AMALRIC Gabriel, Emile

Par Jean Belin

Né le 5 mars 1913 à Saint-Arnaud arrondissement de Sétif (Algérie), mort le 1er avril 1992 à Talant (Côte-d’Or) ; militaire dans l’active, puis magasinier dans le civil ; résistant au sein du FN ; militant communiste

Fils de Joseph Amalric, gendarme, et de Francisa Bories, issu d’une fratrie de quatre enfants, après la fin de sa scolarité, Gabriel Amalric fut enfant de troupe à Tulle (Corrèze) avant d’intégrer l’école militaire d’artillerie à Autun (Saône-et-Loire). Il fut affecté ensuite à la caserne Vaillant à Dijon jusqu’à la déclaration de guerre.
En mai 1940, sa division qui était en manœuvre à Sissonne (Aisne) fut envoyée sur le front à proximité de Gembloux en Belgique. Devant les attaques répétées des chars de l’armée allemande, elle se replia en direction de Lille et Dunkerque (Nord) et fut encerclée par cette dernière. Gabriel Amalric réussit avec d’autres hommes de sa division à passer à travers les lignes allemandes. Le reste de son régiment qui s’installa vers Lyon avant l’armistice, cacha des armes et plusieurs canons. Amalric fut déçu de constater que ces armes ne servirent pas contre la Wehrmacht quand celle-ci envahit la zone libre en novembre 1942. Son régiment fut dissout et Almaric revint à Dijon en mars 1943. Il adhéra au PCF et rejoignit la Résistance au sein du Front national (FN) en juin 1943. Agent de renseignements pour le « service des opérations du 2e bureau, il assura les liaisons avec le maquis Edouard vers Navilly (Saône-et-Loire).
Après la fin de la guerre, il reprit son service dans l’active avec le grade de Lieutenant et fut affecté au camp militaire de Gignac (Hérault). Il revint sur Dijon et on lui proposa de le nommer capitaine s’il acceptait de servir en Indochine.
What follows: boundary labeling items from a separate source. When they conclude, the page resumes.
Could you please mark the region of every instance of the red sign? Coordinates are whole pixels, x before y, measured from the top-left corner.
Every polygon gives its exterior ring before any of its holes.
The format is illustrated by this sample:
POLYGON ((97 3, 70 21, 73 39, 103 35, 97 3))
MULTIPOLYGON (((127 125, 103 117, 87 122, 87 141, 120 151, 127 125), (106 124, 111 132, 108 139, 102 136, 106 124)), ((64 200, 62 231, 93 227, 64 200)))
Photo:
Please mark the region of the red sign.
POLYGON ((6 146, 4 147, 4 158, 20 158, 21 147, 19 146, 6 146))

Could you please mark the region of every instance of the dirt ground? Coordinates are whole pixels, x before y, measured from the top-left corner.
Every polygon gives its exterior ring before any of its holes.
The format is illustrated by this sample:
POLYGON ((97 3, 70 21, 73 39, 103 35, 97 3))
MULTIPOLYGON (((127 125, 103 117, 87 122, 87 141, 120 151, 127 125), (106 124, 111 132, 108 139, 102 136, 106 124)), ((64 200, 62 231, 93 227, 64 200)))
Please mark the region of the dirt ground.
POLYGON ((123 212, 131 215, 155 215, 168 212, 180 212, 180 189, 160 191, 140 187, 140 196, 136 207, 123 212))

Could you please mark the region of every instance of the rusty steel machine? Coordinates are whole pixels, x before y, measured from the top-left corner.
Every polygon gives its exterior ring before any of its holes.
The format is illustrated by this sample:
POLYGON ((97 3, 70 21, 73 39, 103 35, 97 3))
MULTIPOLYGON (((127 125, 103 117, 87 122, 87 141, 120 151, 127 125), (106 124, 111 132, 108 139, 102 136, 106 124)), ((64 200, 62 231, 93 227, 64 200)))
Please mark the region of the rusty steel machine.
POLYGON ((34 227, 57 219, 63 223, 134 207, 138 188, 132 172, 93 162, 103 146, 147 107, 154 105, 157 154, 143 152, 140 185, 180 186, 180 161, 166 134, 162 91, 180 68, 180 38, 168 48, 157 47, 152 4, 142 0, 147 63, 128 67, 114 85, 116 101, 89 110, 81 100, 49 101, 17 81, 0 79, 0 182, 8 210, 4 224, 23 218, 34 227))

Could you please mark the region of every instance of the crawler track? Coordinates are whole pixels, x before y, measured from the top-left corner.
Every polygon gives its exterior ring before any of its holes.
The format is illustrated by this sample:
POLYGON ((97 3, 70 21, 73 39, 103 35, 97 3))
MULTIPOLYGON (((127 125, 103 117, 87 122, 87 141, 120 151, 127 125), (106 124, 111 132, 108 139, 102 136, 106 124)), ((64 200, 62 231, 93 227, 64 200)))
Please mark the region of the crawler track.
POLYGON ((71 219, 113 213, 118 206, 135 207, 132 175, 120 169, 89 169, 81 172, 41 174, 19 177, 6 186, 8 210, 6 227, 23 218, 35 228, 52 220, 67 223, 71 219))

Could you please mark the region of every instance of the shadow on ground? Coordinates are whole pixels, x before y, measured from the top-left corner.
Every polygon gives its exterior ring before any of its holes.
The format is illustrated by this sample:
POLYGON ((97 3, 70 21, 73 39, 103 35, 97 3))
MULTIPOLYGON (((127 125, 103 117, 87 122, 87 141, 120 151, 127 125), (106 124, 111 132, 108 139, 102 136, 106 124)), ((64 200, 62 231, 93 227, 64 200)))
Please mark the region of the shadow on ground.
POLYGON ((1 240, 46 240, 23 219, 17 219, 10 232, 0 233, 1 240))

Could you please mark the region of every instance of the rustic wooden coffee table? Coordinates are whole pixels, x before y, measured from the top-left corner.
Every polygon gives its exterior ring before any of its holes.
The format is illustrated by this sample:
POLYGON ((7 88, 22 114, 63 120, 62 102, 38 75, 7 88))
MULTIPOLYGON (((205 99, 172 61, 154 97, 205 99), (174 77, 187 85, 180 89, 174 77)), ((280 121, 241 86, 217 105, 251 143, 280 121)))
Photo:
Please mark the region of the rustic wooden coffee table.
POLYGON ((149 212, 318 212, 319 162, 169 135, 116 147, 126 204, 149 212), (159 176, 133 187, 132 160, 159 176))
Considérant que la France y menait « une salle guerre », il refusa de s’engager dans ce conflit et fut poussé à la démission de l’armée vers la fin de 1946. Il trouva un emploi de magasinier dans une entreprise dijonnaise de matériel électrique (SDME), puis dans un autre emploi de magasinier à l’entreprise COFRAL jusqu’à sa mise en retraite en 1973.
Gabriel Amalric était membre du comité fédéral du PCF de Côte-d’Or élu lors de la 9e Conférence fédérale d’avril 1954 à la 14e conférence en décembre 1962. Il se maria à Talant (Côte-d’Or) le 12 mars 1937 avec Gisèle Creux (voir Gisèle Amalric), ouvrière en fourrures, syndicaliste et militante communiste avec laquelle il eut un fils, Michel, syndicaliste CGT. Il était domicilié Bd. des Valendons à Chenôve lors de son décès.

Pour citer cet article :
https://maitron.fr/spip.php?article232079, notice AMALRIC Gabriel, Emile par Jean Belin, version mise en ligne le 16 septembre 2020, dernière modification le 16 septembre 2020.

Par Jean Belin

SOURCES : Arch. Dép. de Côte-d’Or. — Comités fédéraux du PCF de Côte-d’Or. — Résistance en Côte-d’Or, Gilles Hennequin, tome 1, édition de 1987. — Les communistes dans la Résistance en Côte-d’Or, édition de 1996. — Renseignements fournis par son fils Michel en juillet 2020.